I remember the first time I drew a map for a fantasy story. I began it in my ninth-grade English class, on the back of a handout about, among other things, “The Cask of Amontillado,” and I still have it. It’s not all that fabulous — for one thing, I apparently managed to provide myself with a river which runs from one coast to the other, straight through a range of mountains — but I had fun.

So I went on drawing maps, some more detailed than others, and along the way I learned some things. I got rather an unpleasant surprise, therefore, when I sold Doppelganger and pulled out the map to see if it might be a useful thing to put in the front of the book (redrawn by someone more artistically talented than I, of course), only to find that it was a bleeding, illogical mess. Apparently I’d drawn it before I started learning those helpful things about how landscapes work. I had to rework the entire thing, because a map would be a useful thing to include in a book where people spend much of their time traveling, but at the same time I had to make sure that all of the towns and the like stayed the same distances apart, because travel times mattered a lot. In short, it was a giant headache I hope never to repeat.

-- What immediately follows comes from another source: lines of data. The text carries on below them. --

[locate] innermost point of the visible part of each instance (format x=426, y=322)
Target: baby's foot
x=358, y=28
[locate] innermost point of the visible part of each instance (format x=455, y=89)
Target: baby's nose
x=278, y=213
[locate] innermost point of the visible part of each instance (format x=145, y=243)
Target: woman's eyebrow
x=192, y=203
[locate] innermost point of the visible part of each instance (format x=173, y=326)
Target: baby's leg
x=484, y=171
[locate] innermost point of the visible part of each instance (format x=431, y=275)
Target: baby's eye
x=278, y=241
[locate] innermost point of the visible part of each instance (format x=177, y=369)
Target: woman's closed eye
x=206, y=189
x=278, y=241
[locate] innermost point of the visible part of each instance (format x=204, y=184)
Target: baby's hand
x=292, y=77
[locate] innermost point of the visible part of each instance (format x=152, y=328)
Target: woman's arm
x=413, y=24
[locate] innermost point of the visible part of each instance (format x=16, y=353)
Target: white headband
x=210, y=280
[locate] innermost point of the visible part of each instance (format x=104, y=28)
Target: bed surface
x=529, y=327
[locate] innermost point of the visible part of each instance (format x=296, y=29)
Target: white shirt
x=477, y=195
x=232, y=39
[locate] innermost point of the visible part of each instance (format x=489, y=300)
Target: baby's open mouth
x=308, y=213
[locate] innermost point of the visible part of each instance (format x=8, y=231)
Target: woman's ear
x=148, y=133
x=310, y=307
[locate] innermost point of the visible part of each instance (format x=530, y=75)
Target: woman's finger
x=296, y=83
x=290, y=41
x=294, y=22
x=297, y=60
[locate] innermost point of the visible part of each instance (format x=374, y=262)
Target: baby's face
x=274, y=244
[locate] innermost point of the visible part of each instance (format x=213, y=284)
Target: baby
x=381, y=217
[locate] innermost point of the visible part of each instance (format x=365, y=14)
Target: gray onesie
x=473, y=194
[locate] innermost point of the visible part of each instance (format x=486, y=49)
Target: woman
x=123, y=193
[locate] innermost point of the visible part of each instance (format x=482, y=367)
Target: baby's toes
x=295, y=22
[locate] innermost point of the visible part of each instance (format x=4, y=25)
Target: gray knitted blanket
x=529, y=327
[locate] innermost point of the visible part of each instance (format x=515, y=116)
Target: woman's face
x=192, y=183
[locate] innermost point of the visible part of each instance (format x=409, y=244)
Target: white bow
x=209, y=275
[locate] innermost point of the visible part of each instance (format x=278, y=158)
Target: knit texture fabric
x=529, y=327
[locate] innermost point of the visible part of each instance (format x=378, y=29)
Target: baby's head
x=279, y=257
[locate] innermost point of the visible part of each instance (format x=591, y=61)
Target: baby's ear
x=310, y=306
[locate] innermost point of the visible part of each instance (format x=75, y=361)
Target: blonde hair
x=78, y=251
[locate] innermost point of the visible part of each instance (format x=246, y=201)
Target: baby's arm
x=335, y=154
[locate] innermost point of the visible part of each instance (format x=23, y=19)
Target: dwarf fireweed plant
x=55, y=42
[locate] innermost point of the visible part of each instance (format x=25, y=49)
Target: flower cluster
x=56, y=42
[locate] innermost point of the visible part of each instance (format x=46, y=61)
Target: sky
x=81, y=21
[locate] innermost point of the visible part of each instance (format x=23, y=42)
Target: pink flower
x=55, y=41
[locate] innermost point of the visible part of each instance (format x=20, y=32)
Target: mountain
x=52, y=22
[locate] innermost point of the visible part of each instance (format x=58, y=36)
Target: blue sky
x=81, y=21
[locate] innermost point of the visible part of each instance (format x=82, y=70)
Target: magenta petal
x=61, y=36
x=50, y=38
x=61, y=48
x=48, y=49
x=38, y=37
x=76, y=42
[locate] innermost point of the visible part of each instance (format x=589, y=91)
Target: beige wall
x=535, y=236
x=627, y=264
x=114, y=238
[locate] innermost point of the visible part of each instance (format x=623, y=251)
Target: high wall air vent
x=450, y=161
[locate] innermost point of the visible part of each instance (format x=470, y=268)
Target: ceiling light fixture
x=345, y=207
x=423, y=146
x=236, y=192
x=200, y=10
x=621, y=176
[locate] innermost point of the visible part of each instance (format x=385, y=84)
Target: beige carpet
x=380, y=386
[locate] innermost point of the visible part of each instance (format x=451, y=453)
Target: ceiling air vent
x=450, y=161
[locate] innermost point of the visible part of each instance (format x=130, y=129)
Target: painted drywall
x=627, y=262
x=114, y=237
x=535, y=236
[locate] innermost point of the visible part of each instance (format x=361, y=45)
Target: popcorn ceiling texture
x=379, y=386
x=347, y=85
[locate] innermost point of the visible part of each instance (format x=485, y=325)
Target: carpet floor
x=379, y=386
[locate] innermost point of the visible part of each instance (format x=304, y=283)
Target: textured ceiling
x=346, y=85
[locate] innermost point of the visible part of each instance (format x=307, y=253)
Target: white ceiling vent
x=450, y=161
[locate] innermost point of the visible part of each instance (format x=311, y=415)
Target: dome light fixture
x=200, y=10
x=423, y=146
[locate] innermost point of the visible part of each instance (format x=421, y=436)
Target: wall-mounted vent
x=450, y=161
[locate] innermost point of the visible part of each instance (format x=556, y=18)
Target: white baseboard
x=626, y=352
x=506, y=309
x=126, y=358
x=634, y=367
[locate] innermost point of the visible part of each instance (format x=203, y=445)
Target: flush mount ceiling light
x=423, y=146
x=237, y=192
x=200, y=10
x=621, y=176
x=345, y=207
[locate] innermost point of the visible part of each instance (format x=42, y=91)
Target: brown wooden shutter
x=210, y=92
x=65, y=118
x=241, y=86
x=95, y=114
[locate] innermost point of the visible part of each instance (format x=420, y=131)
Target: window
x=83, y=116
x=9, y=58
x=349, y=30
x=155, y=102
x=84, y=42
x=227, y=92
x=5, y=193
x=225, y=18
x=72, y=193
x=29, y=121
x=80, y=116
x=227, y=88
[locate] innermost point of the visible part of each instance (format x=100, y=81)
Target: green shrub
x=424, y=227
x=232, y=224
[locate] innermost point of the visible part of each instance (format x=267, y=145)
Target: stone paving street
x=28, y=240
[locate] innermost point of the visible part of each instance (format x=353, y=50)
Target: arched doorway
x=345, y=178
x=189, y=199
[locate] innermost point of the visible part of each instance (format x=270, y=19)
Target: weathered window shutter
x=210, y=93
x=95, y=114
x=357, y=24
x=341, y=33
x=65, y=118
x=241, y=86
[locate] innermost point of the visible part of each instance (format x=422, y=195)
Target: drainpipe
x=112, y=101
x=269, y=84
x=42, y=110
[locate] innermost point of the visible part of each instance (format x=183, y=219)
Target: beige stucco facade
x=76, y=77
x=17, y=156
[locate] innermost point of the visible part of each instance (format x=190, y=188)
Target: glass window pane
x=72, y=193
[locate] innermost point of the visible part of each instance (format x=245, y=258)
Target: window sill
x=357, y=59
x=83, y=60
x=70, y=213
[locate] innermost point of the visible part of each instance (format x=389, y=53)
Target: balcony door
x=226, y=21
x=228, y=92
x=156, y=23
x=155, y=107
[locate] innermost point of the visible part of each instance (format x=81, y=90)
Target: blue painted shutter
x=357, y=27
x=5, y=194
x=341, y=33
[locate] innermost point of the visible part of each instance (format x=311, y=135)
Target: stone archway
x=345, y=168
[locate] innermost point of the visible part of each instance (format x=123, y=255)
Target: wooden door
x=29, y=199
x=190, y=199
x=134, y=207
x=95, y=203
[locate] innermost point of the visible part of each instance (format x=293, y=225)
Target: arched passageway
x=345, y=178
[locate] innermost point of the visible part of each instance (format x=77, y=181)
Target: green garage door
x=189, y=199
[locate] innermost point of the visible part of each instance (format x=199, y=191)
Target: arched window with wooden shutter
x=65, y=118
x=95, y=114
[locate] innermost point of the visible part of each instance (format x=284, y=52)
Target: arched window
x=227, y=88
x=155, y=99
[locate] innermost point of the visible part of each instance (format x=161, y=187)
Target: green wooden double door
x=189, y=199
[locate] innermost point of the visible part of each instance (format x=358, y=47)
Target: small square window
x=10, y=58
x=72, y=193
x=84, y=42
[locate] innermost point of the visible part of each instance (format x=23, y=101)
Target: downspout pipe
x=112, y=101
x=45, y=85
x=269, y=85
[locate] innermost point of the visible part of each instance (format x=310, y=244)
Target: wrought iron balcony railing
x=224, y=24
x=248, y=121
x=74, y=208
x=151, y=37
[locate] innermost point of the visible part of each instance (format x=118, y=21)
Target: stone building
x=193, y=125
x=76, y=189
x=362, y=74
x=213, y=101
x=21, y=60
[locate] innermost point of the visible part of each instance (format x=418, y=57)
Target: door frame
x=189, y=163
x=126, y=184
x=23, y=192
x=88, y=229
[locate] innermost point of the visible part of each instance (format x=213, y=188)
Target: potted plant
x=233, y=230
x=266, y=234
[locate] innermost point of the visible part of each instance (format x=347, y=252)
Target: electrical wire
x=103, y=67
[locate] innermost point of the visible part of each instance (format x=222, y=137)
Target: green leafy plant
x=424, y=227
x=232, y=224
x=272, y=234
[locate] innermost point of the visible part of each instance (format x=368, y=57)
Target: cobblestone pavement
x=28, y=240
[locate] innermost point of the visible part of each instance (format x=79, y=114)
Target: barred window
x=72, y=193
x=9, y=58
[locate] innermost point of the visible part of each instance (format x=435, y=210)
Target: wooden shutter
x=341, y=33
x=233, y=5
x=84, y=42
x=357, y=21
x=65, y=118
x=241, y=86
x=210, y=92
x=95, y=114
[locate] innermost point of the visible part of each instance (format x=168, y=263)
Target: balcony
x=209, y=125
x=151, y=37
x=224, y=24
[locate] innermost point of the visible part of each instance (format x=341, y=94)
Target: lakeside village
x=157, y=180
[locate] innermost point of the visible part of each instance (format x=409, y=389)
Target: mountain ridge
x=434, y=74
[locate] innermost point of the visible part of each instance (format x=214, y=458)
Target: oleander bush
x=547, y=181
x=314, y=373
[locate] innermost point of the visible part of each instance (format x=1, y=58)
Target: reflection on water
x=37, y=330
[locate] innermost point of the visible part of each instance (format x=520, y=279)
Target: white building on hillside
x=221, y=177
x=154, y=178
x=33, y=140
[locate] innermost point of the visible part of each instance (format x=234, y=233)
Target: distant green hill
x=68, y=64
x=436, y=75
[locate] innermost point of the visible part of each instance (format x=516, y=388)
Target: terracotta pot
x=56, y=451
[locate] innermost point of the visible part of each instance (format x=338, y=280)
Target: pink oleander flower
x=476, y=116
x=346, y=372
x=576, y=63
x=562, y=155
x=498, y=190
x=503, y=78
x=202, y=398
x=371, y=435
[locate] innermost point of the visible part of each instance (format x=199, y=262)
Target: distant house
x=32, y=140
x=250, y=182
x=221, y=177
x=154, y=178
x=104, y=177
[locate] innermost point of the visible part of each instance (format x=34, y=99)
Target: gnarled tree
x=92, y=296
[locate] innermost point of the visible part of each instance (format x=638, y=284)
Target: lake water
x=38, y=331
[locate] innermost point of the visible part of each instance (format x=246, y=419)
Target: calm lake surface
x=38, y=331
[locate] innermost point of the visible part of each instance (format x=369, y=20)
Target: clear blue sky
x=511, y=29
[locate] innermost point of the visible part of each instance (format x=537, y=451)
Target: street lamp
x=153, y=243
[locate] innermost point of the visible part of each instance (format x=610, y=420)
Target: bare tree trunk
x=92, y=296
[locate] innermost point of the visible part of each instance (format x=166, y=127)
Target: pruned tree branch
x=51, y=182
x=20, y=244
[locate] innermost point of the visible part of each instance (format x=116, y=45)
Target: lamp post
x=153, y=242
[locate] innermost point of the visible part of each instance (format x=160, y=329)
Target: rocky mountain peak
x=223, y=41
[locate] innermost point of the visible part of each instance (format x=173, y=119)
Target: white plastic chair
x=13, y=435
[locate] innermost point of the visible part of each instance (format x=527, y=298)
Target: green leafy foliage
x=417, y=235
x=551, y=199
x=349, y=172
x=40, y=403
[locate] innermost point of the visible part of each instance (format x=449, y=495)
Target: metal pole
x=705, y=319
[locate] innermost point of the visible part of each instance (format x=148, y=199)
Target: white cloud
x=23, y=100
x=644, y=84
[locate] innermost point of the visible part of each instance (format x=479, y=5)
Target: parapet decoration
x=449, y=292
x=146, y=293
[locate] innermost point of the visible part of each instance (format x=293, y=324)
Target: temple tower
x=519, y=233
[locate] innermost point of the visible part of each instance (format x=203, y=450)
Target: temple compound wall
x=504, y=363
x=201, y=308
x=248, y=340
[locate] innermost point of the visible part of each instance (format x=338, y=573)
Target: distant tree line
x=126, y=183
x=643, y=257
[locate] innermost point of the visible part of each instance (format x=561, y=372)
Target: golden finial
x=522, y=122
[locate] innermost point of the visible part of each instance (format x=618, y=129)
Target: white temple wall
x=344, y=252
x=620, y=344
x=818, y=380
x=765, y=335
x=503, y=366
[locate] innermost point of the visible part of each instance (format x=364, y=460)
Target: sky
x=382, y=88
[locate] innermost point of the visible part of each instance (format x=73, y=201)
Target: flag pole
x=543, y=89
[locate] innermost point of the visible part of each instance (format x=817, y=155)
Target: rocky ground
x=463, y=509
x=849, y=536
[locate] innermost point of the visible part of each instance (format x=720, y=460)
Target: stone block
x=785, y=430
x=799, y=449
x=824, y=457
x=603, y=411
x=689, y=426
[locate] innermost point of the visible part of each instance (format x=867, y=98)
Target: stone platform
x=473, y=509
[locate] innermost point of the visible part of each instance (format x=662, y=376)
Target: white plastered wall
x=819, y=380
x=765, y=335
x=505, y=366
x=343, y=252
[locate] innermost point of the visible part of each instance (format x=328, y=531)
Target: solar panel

In the interests of perhaps saving at least one poor writerly soul from the trouble I gave myself, I’ve decided to post a series of essays on cartography. Let me define what I mean by that by defining what I don’t mean. I don’t mean the artistic aspect of it, or at least not at the moment; I don’t consider myself an artist, and many of my maps are executed more as functional scribbles than anything else. I also don’t mean the meaning of the map, i.e. how it relates to the people there (or, again, at least not at the moment). This series is at least going to begin as a discussion of how landscapes fit together. Where do you find rivers, mountains, bays, hills, and what shapes do they take? I’m far from an expert on geography or geology; I’ll admit that quite readily. Corrections to the information I post here, or additions that might be useful, are (as always) most welcome. This is just the stuff I’ve learned in my own research, for my own purposes, gathered together in one place (hell, as much for my use as anyone else’s).